我正在寻找构建一个 Youtube 推荐抓取工具,它抓取 Youtube 主页以寻找 youtube 视频 ids/links 以便稍后使用 youtube-dl 下载。但是,我不知道 how/where 是否真正获得了这些信息。
我尝试的代码如下:
from selenium import webdriver
driver = webdriver.Chrome('./chromedriver/chromedriver')
driver.get("https://www.youtube.com")
while True:
data = driver.find_elements_by_xpath("?")
for i in data:
l = i.get_attribute('href') #Should obtain some of the links/ids on the page but is None...
您的选择与任何元素都不匹配。
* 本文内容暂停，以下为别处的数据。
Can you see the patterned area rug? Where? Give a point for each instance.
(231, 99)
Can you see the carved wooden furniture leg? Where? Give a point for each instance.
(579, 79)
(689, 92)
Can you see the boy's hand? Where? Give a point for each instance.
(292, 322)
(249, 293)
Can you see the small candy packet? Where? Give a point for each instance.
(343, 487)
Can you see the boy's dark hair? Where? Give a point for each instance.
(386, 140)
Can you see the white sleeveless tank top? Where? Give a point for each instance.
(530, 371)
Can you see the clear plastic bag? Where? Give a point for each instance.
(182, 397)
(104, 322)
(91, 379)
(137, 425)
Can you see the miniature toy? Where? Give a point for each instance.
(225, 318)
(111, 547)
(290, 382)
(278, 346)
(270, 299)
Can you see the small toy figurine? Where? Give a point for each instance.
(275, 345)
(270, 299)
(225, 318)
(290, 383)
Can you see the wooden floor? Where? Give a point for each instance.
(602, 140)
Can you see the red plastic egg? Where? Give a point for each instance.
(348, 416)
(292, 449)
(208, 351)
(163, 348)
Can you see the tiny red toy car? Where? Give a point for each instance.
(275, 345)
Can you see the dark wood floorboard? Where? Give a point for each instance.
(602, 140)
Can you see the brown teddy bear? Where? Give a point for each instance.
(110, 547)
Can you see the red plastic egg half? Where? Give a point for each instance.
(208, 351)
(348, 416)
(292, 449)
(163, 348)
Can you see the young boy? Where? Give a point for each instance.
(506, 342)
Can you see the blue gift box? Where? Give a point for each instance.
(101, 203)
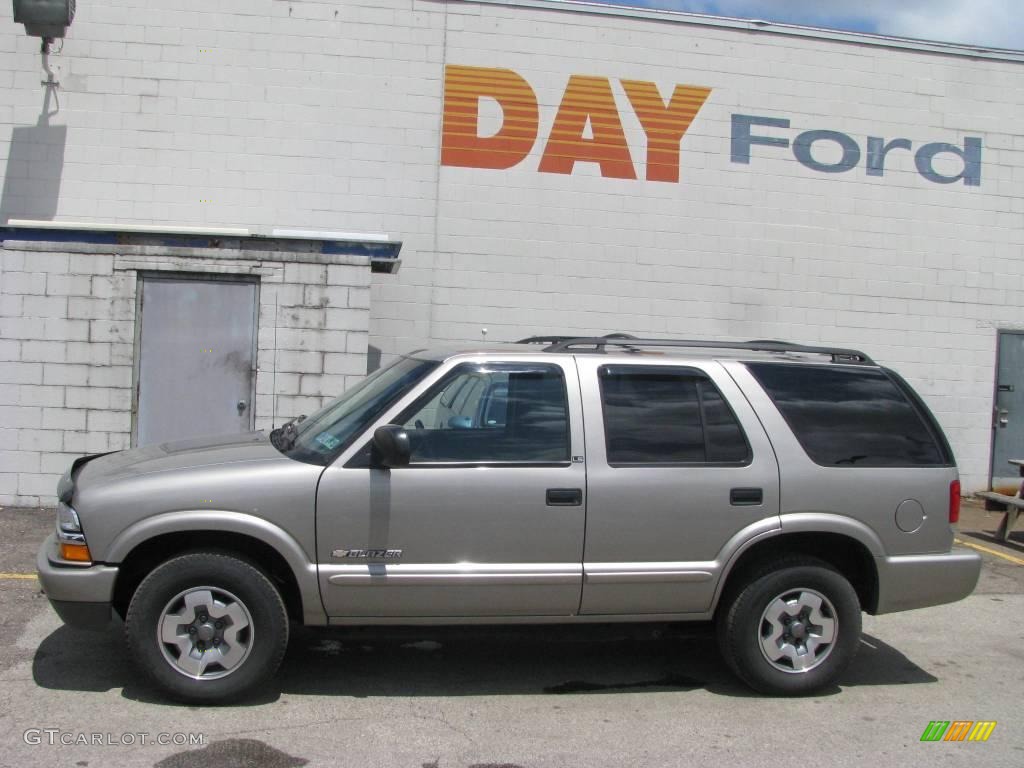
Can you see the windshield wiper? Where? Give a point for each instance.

通过简单地查看我的 youtube 首页的 html-source,我注意到,每个包含视频的元素都是 id 'thumbnail' 的 a-tag,它也具有直接属性 'href':
鉴于此,您可以通过这个确切的 id 找到元素并从中提取给定的属性“href”并通过简单的列表理解来过滤它,如下所示:
driver.get("https://www.youtube.com")
hrefs = [video.get_attribute('href') for video in driver.find_elements_by_id("thumbnail")]
for href in hrefs:
print(href)
输出:
https://www.youtube.com/watch?v=PcYxbxXJhcc
https://www.youtube.com/watch?v=oTL52-NvyE4
https://www.youtube.com/watch?v=8kVI621fZug
https://www.youtube.com/watch?v=Pr9TdbTDMH0
https://www.youtube.com/watch?v=iL9upp5jahg
https://www.youtube.com/watch?v=iWnb3IqCfgc
https://www.youtube.com/watch?v=ehAwNw4xDRM
https://www.youtube.com/watch?v=PzVj7s4JZhE
https://www.youtube.com/watch?v=7fBdqdqRxFM
https://www.youtube.com/watch?v=WMweEpGlu_U
https://www.youtube.com/watch?v=2ljGwsbRLaI
https://www.youtube.com/watch?v=aUgEPebvR2Q
https://www.youtube.com/watch?v=Gh6ovYtD2Q8
https://www.youtube.com/watch?v=dVICcSLIHCM
https://www.youtube.com/watch?v=bl6mPR5t6Dk
https://www.youtube.com/watch?v=mMKXCfTDjvg
https://www.youtube.com/watch?v=z_HhNWNm_jo
https://www.youtube.com/watch?v=ZtiqfY8fixU
https://www.youtube.com/watch?v=9eAcRFlXxgo
https://www.youtube.com/watch?v=omC2eg-d-6Q
https://www.youtube.com/watch?v=E90SOw7fIVk
https://www.youtube.com/watch?v=5qap5aO4i9A
https://www.youtube.com/watch?v=T3ua3xTfbFI
https://www.youtube.com/watch?v=DTvS9lvRxZ8
在抓取之前始终分析目标源的 html 结构,然后选择最适合查找数据的内容。